Hier soir, F. m’apprenait le cancer des poumons de son meilleur ami. F. est inquiet : les premiers examens n’augurent rien de bon. Sur ses conseils, j’envoyai ce matin un mot au malade. Il m’a répondu de son lit d’hôpital, un gentil message pour me remercier du plaisir que je lui faisais au réveil.
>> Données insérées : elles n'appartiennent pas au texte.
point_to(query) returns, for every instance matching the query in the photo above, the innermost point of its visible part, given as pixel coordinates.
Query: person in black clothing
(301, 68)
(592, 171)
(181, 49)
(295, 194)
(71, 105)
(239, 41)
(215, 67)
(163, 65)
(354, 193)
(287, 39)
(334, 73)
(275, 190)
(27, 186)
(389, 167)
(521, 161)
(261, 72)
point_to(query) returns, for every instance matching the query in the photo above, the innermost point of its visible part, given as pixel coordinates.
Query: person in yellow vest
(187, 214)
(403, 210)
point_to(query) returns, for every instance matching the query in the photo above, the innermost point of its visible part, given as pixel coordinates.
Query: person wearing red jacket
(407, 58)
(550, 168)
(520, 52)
Que pense-t-il ? Se dit-il, je me suis bien amusé, je me suis bien amusé et ce n’est pas fini, je vais me battre pour continuer ? A-t-il peur ? A-t-il des regrets ?

Hier après-midi, j’écoutais Brendon Buchard nous exhorter à prendre du plaisir ; le soir même, j’apprenais le cancer de T. Il est de ma tranche d’âge.
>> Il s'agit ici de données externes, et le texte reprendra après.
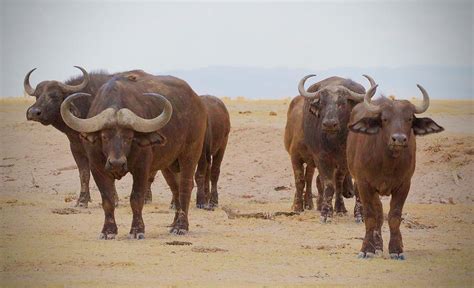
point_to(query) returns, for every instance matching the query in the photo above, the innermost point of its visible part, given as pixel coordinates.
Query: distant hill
(266, 83)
Au décès de ma mère, je m’étais promis de vivre plus intensément. Je ne l’ai pas fait. La plupart du temps, nous nous moquons de la psychologie de comptoir dont nous abreuvent réseaux sociaux, magazines féminins et livres feel-good. Pourtant, chaque épreuve agit comme une piqûre de rappel. Comment menons-nous notre vie ? Prenons-nous assez de plaisir ? Et si l’on devait mourir demain ?

Ces dernières années, les accidents corporels m’ont imposé les changements de vie actuels. J’ai agi par instinct de conservation. Ecrire et éditer étaient les seuls moyens que j’avais trouvés pour ne pas sombrer dans le désespoir. J’ai contré la maladie par la création ; ça a plutôt bien fonctionné. La maladie de T. me rappelle la nécessité de vivre dans la joie et m’enjoint au plaisir. Après Brendon Buchard hier, le message devrait commencer à rentrer. Ne serait-ce par décence pour T. et pour toutes les personnes à l’hôpital aujourd’hui, confrontées à la maladie et à la mort.

Aujourd’hui, je veux sceller un pacte avec la vie, et tous les matins, en échange de l’offrande d’un jour de plus, lui promettre de bien en profiter. Je suis certaine qu’elle y gagnerait. Et moi aussi.